For brevity write \(\rho = (\rho_{\mathrm{spc}}, \rho_{\mathrm{obj}})\). The constructor cases are:

\[ \begin{array}{rcl} \llbracket \mathrm{Euclidean}(d) \rrbracket & = & \mathbb{R}^{d} \\[2pt] \llbracket \mathrm{Euclidean}(d; \mathrm{low} = \ell, \mathrm{high} = h) \rrbracket & = & \prod_{i=1}^{d} [\ell, h] \\[2pt] \llbracket \mathrm{Simplex}(d) \rrbracket & = & \Delta^{d-1} \;=\; \Bigl\{ x \in \mathbb{R}^{d}_{\ge 0} \,\Big|\, \textstyle\sum_i x_i = 1 \Bigr\} \\[2pt] \llbracket \mathrm{PositiveReals}(d) \rrbracket & = & (0, +\infty)^{d} \\[2pt] \llbracket \mathrm{UnitInterval}(d) \rrbracket & = & [0, 1]^{d} \end{array} \]
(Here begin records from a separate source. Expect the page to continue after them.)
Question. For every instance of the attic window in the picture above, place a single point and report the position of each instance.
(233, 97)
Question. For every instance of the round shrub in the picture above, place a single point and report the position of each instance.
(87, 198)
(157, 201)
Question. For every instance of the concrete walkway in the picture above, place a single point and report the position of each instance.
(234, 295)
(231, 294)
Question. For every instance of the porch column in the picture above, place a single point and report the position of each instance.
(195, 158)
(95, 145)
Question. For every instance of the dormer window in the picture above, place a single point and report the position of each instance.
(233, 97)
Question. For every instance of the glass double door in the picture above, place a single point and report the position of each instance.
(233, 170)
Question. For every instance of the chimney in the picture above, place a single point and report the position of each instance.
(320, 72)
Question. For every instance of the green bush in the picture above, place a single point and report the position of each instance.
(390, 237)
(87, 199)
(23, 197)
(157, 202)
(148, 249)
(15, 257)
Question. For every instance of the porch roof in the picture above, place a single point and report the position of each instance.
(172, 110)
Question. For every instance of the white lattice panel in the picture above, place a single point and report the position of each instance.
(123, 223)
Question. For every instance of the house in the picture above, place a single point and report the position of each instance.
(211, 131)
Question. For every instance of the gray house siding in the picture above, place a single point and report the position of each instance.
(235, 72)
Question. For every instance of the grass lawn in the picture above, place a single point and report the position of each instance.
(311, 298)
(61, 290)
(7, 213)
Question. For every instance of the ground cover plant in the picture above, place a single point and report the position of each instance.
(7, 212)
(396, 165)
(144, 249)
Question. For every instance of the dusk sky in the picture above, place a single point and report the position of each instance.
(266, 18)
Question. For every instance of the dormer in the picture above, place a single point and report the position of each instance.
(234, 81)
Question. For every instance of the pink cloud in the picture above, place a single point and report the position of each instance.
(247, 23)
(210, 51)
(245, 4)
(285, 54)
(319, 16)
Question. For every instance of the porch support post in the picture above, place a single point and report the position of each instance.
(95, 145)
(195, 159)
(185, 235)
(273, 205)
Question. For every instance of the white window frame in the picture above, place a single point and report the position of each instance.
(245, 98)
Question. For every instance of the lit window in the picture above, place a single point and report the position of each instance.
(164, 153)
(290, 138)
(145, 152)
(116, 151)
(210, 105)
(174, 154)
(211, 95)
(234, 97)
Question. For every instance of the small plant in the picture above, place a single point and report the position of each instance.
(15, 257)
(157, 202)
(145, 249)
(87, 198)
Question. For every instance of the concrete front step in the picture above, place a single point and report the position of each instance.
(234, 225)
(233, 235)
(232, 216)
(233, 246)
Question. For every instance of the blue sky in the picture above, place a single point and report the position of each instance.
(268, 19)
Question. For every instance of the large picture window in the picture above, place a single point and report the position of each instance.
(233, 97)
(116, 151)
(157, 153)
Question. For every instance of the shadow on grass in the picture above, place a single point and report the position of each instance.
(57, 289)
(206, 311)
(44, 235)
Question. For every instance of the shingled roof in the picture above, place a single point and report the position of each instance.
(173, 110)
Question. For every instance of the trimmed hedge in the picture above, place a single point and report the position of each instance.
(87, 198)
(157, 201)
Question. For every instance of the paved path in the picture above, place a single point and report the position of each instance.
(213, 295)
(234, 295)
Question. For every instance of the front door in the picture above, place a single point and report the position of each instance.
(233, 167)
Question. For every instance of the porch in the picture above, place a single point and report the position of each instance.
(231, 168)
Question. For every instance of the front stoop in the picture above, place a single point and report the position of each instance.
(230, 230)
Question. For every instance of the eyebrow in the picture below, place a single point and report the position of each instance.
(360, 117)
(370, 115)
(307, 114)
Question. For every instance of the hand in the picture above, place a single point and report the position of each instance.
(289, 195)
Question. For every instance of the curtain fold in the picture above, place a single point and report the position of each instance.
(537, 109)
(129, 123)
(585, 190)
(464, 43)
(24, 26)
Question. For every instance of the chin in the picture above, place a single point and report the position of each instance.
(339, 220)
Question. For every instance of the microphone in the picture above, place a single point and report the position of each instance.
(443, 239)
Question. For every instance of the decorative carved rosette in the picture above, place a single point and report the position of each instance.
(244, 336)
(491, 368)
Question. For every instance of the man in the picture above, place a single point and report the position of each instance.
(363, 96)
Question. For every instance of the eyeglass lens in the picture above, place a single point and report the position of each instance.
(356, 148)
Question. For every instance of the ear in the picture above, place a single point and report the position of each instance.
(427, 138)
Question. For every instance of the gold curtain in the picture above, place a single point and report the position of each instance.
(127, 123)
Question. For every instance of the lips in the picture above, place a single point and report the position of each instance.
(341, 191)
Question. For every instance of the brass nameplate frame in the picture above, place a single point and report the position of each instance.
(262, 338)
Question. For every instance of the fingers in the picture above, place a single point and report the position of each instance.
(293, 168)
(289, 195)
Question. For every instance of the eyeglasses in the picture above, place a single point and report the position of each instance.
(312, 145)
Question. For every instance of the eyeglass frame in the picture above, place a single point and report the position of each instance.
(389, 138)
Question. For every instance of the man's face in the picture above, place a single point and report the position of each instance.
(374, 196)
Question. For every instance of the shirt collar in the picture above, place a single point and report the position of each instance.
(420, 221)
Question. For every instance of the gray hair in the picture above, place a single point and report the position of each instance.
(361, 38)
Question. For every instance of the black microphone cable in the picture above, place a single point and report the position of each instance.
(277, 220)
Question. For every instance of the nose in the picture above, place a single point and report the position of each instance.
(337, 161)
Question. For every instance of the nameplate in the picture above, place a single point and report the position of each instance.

each carrying its standard Borel \(\sigma\)-algebra. The remaining cases are:

\[ \begin{array}{rcl} \llbracket S \rrbracket_{\rho} & = & \rho_{\mathrm{spc}}(S) \quad \text{if } S \in \mathrm{dom}(\rho_{\mathrm{spc}}) \\[2pt] \llbracket S \rrbracket_{\rho} & = & \iota\bigl(\rho_{\mathrm{obj}}(S)\bigr) \quad \text{otherwise, if } S \in \mathrm{dom}(\rho_{\mathrm{obj}}) \\[2pt] \llbracket \sigma_1 \times \sigma_2 \rrbracket_{\rho} & = & \llbracket \sigma_1 \rrbracket_{\rho} \times \llbracket \sigma_2 \rrbracket_{\rho} \end{array} \]
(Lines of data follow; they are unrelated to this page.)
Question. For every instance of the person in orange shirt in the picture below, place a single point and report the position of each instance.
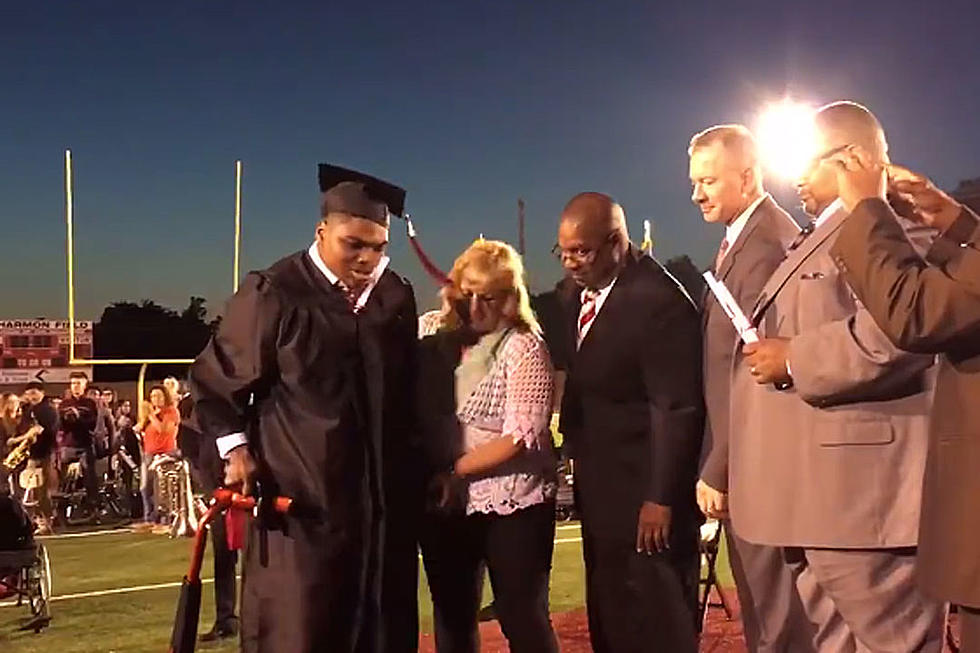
(158, 427)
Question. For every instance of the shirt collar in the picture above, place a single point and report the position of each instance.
(602, 293)
(835, 206)
(734, 229)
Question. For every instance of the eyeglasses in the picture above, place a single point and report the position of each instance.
(484, 298)
(580, 254)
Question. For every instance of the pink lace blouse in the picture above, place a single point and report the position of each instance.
(514, 399)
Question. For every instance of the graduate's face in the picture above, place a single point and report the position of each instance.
(351, 247)
(720, 183)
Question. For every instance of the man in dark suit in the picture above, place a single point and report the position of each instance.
(632, 418)
(927, 305)
(727, 186)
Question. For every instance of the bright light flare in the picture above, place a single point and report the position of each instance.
(786, 137)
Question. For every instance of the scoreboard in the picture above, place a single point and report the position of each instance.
(38, 350)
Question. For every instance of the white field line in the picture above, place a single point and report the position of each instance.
(68, 536)
(160, 586)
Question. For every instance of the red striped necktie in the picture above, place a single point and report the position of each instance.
(722, 250)
(588, 311)
(352, 295)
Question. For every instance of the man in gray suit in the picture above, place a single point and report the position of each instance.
(833, 429)
(727, 186)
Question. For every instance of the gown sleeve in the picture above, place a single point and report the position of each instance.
(239, 357)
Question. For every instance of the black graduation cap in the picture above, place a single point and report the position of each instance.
(349, 191)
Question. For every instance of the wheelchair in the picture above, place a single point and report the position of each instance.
(25, 569)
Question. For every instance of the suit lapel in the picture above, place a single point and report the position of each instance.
(609, 307)
(569, 295)
(794, 260)
(760, 214)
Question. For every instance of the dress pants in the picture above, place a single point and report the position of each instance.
(773, 619)
(225, 585)
(516, 550)
(640, 603)
(866, 601)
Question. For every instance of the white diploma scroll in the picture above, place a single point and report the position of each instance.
(741, 323)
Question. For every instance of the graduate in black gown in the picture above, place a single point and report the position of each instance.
(306, 388)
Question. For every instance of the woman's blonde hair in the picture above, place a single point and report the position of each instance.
(502, 266)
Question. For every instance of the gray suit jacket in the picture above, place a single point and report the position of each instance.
(837, 460)
(932, 308)
(750, 261)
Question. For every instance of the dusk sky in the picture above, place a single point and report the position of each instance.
(469, 105)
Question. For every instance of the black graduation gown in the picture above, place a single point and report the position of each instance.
(330, 412)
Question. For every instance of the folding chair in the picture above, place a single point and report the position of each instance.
(711, 532)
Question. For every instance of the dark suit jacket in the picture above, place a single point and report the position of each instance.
(632, 413)
(750, 261)
(932, 308)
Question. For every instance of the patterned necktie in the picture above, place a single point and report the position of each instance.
(722, 250)
(588, 311)
(804, 232)
(351, 294)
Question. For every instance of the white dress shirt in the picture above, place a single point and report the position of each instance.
(734, 229)
(233, 440)
(834, 207)
(600, 300)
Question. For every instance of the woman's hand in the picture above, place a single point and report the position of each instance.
(441, 489)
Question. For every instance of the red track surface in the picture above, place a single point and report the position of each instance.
(720, 635)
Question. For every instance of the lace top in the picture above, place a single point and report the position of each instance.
(514, 399)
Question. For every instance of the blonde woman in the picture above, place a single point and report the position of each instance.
(486, 404)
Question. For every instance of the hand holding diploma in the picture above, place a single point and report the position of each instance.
(734, 312)
(767, 360)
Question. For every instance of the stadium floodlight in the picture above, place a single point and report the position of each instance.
(787, 138)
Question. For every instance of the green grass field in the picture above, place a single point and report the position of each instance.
(140, 620)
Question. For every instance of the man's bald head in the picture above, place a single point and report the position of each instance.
(592, 239)
(598, 214)
(849, 123)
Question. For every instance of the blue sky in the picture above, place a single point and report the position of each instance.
(469, 105)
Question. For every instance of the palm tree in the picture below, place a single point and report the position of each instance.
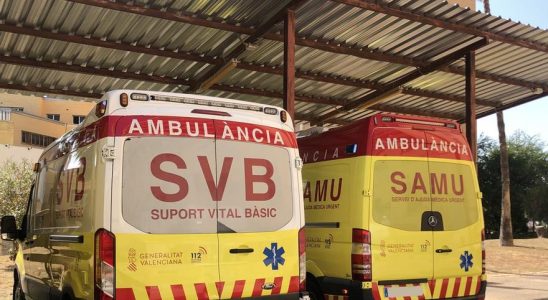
(506, 235)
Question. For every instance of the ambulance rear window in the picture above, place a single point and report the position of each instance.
(404, 189)
(198, 185)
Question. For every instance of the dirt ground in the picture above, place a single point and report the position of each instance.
(526, 257)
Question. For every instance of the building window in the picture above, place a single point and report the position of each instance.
(5, 112)
(36, 139)
(54, 117)
(78, 119)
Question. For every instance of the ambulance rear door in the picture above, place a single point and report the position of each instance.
(258, 215)
(455, 218)
(166, 225)
(401, 245)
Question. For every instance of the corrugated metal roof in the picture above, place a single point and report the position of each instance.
(343, 52)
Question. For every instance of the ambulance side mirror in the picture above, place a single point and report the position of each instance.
(8, 228)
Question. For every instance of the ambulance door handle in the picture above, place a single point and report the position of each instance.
(241, 250)
(443, 250)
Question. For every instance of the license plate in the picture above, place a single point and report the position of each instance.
(403, 291)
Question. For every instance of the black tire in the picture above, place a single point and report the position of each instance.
(313, 289)
(18, 293)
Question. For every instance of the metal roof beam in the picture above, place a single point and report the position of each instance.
(274, 70)
(396, 85)
(315, 43)
(97, 42)
(221, 70)
(330, 101)
(93, 95)
(299, 116)
(401, 12)
(358, 83)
where \(\iota : \mathbf{FinSet} \hookrightarrow \mathbf{SBor}\) is the canonical inclusion (every finite set as a discrete standard Borel space). The fallback rule for SpaceName allows mixed-domain ProductSpace instances such as Euclidean(3) * Token where Token : 256 is a previously declared object. The denotation is the product in \(\mathbf{SBor}\), which is well-defined precisely because \(\iota\) is a faithful functor preserving finite products.

5. Coherence

The two type-formers \(\times\) and \(+\) on TypeExpr are interpreted by the cartesian product and disjoint union in \(\mathbf{FinSet}\), both of which are associative, commutative, and unital up to canonical isomorphism (with units the singleton \(\mathbf{1}\) and the empty set \(\emptyset\) respectively). Concretely:

Mac Lane's coherence theorem guarantees that any two parses of the same TypeExpr denote equal finite sets in \(\mathbf{FinSet}\), not merely isomorphic ones, when the implementation uses the canonical flattened normal form.

6. Resolution as a lens

The map \(\llbracket \cdot \rrbracket_{\mathrm{Ty}}\) is realised in code as the forward component of TypeExprToSetObject(env), an instance of dx.Lens[TypeExpr, SetObject, TypeExpr]. The complement is the original TypeExpr AST node, so the backward direction recovers the unresolved syntax verbatim. Both round-trip laws hold by construction:

\[ \mathrm{backward}(\mathrm{forward}(t)) = t, \qquad \mathrm{forward}(\mathrm{backward}(s, c)) = (s, c). \]

The same structure holds for SpaceExprToContinuousSpace, with codomain \(\mathbf{SBor} \cup \iota(\mathbf{FinSet})\) (the disjoint union of the two object classes, used to admit the mixed-domain fallback).